Mars has been a fascination for centuries, with early telescopic observations and fantastically speculative (and as it turns out, fictional) stories about possible canals and intelligent life forms. Modern Mars exploration began in the 1960s with spacecraft flybys, then in the following decades with orbiters, landers, and finally robotic rovers. There are currently seven active spacecraft orbiting Mars and two robotic “geologists” roving the surface, named Curiosity and Perseverance.
With all the images and data collected by these satellites and robotic explorers, we now have a good idea of what Mars is like on the surface. There is no evidence for canals or complex lifeforms, but there is plenty of evidence for active surface processes, like wind, dust devils, migrating sand dunes, and landslides. There is also evidence for past volcanism, such as large volcanoes and lava flows, and evidence for past flowing liquid water, such as river channels and delta deposits. The evidence for past liquid water also includes a variety of hydrated minerals, hydrothermal alteration minerals, and silica deposits. It’s the silica deposits, discovered in 2007 by the Mars Exploration Rover, Spirit, that make you sit up and say, “Wow! Like in Yellowstone?”

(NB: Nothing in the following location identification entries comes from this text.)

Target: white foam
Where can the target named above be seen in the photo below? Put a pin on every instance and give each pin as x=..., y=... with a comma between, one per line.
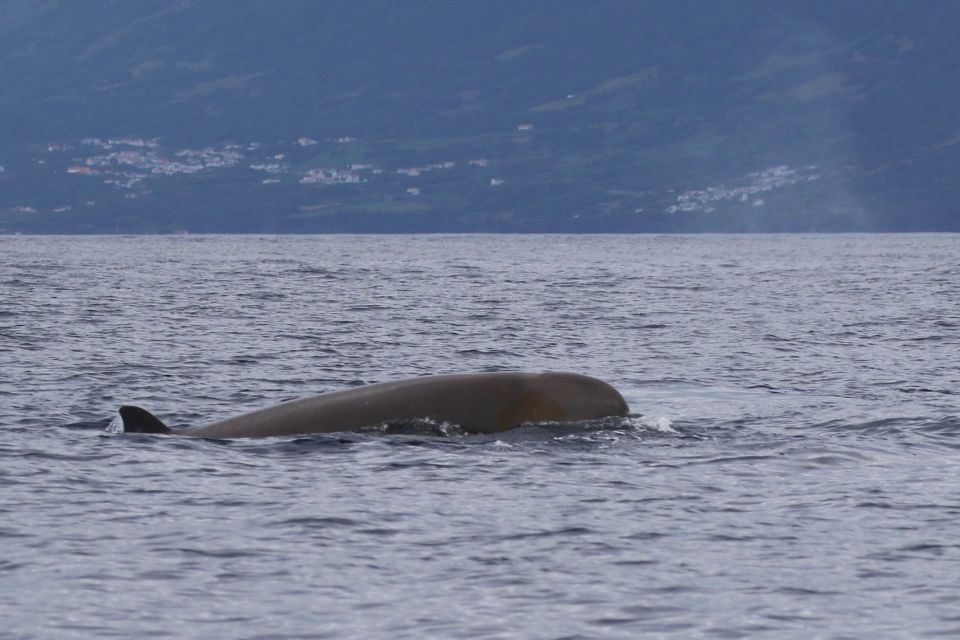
x=660, y=424
x=116, y=425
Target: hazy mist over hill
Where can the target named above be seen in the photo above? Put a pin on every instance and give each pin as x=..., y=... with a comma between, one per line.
x=151, y=116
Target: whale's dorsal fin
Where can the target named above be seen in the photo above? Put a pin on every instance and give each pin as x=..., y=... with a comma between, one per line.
x=137, y=420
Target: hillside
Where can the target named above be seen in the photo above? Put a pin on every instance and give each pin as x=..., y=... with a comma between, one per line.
x=150, y=116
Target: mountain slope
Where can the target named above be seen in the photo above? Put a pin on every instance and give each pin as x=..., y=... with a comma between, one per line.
x=439, y=116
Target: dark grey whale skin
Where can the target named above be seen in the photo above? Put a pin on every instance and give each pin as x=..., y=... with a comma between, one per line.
x=477, y=402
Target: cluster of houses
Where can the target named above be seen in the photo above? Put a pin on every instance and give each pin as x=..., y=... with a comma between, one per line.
x=705, y=200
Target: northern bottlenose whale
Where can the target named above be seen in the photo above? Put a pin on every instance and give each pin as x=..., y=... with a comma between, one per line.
x=477, y=402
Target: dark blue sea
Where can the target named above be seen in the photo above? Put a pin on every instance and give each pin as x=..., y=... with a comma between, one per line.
x=792, y=469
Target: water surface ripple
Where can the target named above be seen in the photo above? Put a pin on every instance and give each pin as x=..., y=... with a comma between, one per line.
x=792, y=471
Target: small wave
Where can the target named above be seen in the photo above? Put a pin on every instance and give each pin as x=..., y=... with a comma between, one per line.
x=660, y=424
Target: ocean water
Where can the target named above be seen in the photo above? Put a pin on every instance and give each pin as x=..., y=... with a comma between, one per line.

Most of the silica deposits in Yellowstone are made of a white, lightweight, porous rock composed of opaline silica. The silica is dissolved from the rhyolitic volcanic rocks below and picked up by the hydrothermal fluids circulating underground. When the hot, silica-rich fluids reach the surface, they cool down and precipitate layered silica deposits and mounds, called sinter, around geysers and hot springs. There is also another way to get silica-rich deposits: acid-sulfate leaching. This is where sulfuric acid from volcanic gases reacts with the surrounding silicate rocks near the surface, leaching (removing) metal compounds, like iron and magnesium, and leaving a residue of opaline silica.

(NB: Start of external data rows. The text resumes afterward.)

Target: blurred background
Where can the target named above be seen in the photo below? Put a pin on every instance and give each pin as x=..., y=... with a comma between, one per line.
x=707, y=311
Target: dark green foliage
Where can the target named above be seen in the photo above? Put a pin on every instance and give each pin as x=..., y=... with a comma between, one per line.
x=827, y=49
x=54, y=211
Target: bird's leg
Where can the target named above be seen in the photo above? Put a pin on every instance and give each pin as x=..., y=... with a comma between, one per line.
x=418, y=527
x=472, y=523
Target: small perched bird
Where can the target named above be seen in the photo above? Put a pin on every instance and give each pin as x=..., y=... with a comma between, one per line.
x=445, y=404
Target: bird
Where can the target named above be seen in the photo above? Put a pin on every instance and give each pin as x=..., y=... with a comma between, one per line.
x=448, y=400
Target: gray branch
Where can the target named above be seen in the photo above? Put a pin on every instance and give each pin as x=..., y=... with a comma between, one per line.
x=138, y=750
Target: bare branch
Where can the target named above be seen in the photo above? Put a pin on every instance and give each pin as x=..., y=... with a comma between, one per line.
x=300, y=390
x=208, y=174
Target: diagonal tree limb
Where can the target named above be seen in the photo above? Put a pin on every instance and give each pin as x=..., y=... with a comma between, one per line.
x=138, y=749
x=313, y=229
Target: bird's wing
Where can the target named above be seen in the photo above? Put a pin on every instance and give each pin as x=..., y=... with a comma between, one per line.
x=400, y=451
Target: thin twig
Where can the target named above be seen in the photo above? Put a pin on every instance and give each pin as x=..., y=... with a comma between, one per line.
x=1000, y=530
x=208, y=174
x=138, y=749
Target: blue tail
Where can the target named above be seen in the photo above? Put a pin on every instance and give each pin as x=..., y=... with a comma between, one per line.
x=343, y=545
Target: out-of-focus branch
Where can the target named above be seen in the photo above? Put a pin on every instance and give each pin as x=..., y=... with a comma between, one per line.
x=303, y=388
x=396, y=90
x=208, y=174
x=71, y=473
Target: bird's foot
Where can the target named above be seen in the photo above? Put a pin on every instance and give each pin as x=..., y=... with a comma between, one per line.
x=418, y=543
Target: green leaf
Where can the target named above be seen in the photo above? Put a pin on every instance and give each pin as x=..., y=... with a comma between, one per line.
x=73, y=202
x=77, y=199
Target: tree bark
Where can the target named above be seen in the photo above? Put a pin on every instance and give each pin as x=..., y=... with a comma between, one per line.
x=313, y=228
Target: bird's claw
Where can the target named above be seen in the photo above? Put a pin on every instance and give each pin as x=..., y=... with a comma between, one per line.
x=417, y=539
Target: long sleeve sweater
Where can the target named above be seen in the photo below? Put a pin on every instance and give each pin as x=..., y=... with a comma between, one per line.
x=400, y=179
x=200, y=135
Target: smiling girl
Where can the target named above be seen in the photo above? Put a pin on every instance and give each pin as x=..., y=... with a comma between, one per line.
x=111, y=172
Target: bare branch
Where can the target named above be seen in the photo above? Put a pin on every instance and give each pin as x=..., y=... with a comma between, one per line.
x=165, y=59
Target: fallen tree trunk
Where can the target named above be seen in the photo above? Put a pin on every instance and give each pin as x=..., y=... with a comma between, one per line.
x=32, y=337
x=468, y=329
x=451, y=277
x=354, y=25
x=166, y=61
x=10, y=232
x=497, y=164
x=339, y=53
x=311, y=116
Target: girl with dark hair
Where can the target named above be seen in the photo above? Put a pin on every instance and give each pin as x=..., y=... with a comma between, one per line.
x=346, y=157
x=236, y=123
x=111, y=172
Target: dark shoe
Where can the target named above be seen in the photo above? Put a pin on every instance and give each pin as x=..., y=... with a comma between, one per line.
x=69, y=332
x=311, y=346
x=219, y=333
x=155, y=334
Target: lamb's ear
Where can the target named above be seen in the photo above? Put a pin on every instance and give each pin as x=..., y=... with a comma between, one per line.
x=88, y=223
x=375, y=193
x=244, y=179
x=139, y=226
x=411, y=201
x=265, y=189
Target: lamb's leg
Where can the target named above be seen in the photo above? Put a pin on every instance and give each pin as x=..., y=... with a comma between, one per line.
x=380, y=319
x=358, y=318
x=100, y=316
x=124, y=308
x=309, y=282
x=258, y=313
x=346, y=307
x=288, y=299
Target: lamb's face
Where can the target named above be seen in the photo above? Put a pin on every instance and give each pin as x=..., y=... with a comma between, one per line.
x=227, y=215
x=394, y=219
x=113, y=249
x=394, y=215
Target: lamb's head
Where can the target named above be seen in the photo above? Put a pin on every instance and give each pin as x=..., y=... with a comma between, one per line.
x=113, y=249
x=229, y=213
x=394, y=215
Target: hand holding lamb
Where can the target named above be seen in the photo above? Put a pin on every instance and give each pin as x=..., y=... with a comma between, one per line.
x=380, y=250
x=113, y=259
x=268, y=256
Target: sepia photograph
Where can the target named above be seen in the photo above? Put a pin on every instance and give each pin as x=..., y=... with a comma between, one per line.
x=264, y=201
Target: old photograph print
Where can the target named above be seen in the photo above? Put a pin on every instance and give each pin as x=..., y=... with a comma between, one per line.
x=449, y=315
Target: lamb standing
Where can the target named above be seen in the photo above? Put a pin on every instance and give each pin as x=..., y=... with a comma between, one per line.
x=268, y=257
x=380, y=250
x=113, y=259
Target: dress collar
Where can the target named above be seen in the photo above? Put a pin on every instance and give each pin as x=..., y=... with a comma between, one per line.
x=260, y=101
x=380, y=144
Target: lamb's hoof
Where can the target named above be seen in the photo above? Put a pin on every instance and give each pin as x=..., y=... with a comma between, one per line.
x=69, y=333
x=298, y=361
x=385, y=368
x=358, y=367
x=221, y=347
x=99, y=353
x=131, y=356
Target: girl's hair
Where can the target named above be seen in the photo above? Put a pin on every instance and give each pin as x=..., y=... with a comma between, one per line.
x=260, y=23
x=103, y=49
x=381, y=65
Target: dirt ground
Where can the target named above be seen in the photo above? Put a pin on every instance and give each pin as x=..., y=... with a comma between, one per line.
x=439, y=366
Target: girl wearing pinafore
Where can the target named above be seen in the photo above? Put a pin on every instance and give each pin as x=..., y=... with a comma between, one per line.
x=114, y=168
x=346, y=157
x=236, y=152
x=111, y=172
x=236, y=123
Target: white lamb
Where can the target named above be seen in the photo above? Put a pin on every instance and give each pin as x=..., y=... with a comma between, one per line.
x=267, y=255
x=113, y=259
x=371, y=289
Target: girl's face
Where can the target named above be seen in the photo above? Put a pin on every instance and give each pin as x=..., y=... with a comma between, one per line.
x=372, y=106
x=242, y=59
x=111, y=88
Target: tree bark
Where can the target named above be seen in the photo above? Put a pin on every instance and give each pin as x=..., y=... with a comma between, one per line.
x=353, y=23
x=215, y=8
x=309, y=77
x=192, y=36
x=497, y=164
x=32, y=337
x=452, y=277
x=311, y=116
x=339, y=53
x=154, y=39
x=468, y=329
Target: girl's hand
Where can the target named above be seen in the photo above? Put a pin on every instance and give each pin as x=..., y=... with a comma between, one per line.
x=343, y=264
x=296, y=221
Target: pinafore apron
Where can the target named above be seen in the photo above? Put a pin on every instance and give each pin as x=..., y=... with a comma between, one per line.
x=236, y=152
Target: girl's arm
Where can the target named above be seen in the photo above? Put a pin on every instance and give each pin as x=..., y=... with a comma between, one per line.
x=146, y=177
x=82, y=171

On Mars, silica deposits were found adjacent to a site dubbed Home Plate, within a large impact crater called Gusev crater, and there is evidence they formed from hydrothermal fluids. A key observation is the association of the silica deposits with volcanic activity. The Home Plate feature represents the remains of volcanic ash deposits, which, along with nearby basaltic rocks, demonstrates that this place had magmatic activity capable of generating a hydrothermal system, although much smaller than the one that drives Yellowstone’s hot springs and fumaroles.

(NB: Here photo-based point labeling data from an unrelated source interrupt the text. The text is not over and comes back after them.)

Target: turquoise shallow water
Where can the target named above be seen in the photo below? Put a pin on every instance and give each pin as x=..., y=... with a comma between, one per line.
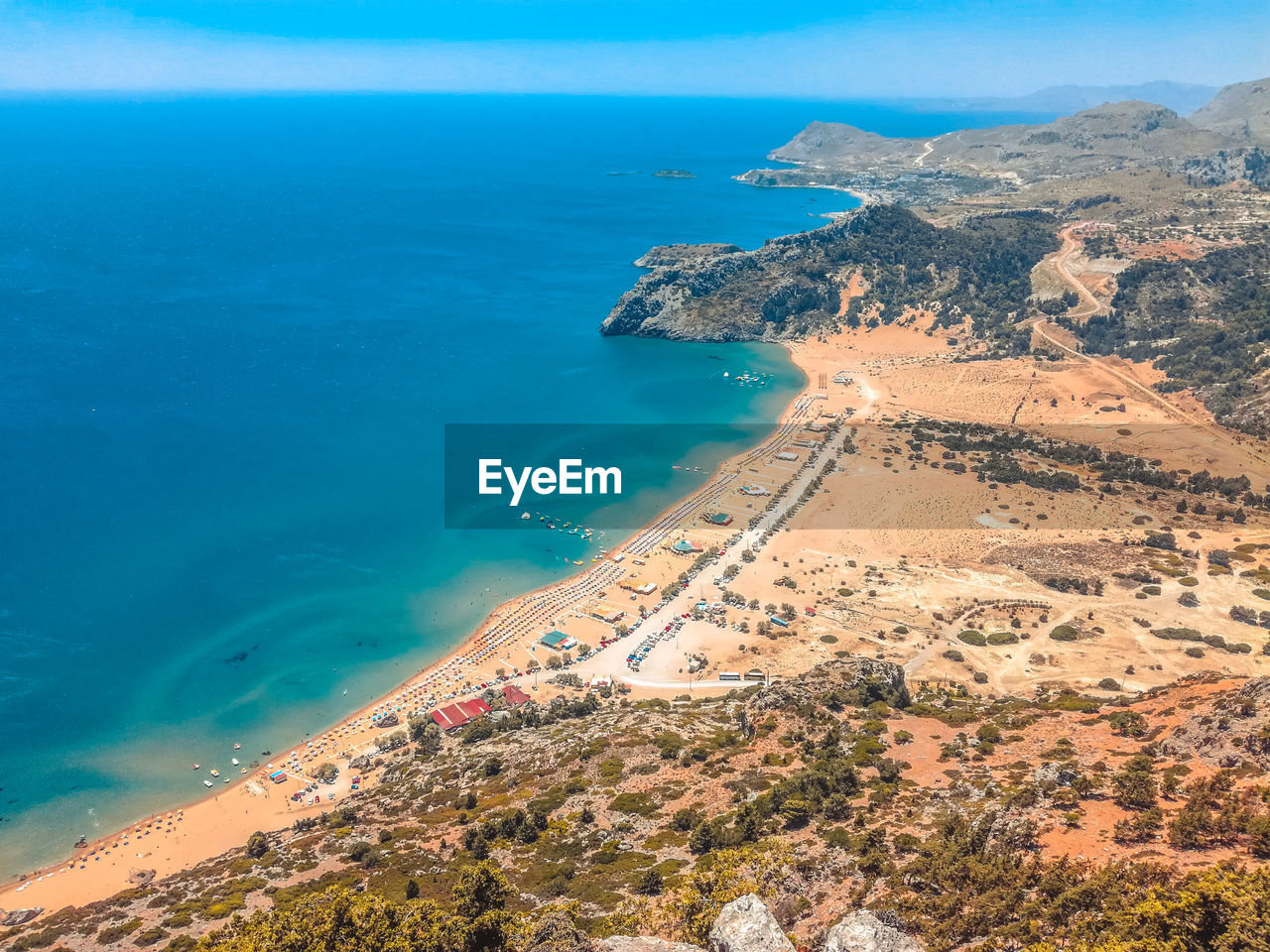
x=230, y=334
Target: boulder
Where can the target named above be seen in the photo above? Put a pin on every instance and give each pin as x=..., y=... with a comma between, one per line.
x=865, y=932
x=748, y=925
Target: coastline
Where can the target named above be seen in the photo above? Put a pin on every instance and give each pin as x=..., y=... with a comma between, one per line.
x=225, y=816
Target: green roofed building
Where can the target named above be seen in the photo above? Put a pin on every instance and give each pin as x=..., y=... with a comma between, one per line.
x=558, y=642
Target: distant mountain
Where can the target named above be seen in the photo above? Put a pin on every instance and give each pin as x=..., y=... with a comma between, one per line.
x=1092, y=141
x=1220, y=141
x=1180, y=96
x=1239, y=111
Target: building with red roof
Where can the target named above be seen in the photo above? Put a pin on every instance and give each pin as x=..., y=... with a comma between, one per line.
x=451, y=717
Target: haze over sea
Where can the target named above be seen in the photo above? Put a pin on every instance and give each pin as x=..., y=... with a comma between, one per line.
x=230, y=334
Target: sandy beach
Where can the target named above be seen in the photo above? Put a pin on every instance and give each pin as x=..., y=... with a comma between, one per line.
x=917, y=539
x=504, y=644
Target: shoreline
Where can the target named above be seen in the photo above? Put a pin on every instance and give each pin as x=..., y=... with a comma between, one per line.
x=208, y=819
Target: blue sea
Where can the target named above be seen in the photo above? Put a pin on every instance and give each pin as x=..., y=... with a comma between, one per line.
x=231, y=331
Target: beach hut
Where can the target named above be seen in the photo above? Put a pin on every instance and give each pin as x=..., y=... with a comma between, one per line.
x=558, y=642
x=515, y=696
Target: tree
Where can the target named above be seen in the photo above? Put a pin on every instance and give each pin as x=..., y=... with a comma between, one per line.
x=1134, y=785
x=702, y=838
x=257, y=844
x=651, y=884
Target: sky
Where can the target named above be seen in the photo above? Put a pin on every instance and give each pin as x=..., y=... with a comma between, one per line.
x=808, y=49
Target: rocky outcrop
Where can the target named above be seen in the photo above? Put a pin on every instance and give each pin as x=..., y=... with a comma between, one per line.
x=720, y=294
x=1234, y=733
x=793, y=286
x=1051, y=775
x=865, y=932
x=670, y=255
x=1239, y=111
x=748, y=925
x=1222, y=141
x=843, y=674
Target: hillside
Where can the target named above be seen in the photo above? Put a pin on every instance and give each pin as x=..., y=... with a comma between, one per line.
x=797, y=285
x=1219, y=143
x=1239, y=112
x=945, y=815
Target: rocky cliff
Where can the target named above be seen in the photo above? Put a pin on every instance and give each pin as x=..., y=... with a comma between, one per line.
x=1219, y=143
x=793, y=286
x=747, y=924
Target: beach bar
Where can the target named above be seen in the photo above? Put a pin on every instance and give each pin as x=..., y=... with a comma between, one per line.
x=451, y=717
x=558, y=642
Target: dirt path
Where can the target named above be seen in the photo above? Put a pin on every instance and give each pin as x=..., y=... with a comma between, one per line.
x=1088, y=304
x=1213, y=429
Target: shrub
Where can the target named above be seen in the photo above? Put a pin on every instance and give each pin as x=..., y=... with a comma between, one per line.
x=1065, y=633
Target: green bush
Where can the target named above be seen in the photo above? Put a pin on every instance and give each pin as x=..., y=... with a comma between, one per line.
x=1065, y=633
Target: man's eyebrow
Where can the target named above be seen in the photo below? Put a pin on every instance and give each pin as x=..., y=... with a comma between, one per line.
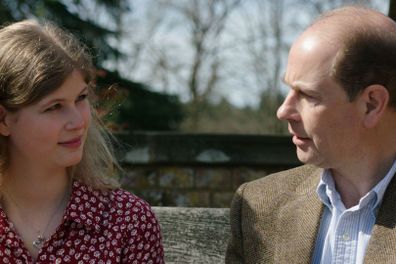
x=283, y=79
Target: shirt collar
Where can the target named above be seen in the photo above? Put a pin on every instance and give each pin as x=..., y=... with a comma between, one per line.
x=87, y=207
x=329, y=195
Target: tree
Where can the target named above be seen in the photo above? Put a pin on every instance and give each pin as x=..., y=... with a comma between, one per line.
x=98, y=25
x=392, y=9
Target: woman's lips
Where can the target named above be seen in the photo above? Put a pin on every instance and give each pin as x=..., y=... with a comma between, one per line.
x=74, y=143
x=298, y=141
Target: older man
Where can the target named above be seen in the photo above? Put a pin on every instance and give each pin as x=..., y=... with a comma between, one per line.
x=341, y=111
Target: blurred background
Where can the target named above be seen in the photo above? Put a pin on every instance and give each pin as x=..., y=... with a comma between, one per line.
x=211, y=66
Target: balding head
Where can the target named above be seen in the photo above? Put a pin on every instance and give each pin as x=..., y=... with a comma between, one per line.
x=365, y=43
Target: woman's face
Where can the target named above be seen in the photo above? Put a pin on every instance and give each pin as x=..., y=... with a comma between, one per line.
x=51, y=132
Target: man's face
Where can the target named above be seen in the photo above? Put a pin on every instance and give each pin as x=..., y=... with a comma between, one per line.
x=323, y=123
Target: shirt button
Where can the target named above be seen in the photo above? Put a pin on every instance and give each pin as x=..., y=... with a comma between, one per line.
x=346, y=237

Because sinter deposits on Earth often host microbial life, they are a key target in the search for evidence of ancient microbial life on Mars. Excitingly, the silica deposits discovered by Spirit display tiny fingerlike structures that resemble features of Yellowstone sinter and other sinter deposits on Earth that are referred to as stromatolites, which form by a combination of biology and geology. The colorful microbial communities that inhabit the edges and outflow channels of hot springs contribute to the growth of stromatolites along with the silica that precipitates from the water. The fingerlike structures observed by Spirit are made of silica, but they have not been shown to include organic matter and may not be equivalent to hot spring stromatolites on Earth. At this point, they are assumed to have formed from geologic processes alone.

Still, understanding microorganisms that inhabit Yellowstone’s hot springs, and the evidence they leave behind, could help answer some fundamental questions in the field of astrobiology: is there, or has there ever been, life elsewhere in the solar system?
Going beyond Mars, there is also evidence of geyser activity on some of the icy moons in the outer solar system, such as Neptune’s moon, Triton, and Saturn’s moon, Enceladus. Jupiter’s moon, Europa is another outer solar system body that has a liquid water ocean underneath its crust of water ice and may host geysers that are spurting out samples of this water. In October 2024, NASA launched the Europa Clipper mission to investigate. It will arrive in 2030. Stay tuned.
Yellowstone is not just a natural laboratory for Earth science studies. With its history of caldera-forming volcanism, geothermal activity, geysers, hydrothermal mineral deposits, and thermophilic bacteria, it is also an excellent laboratory for exciting planetary science research.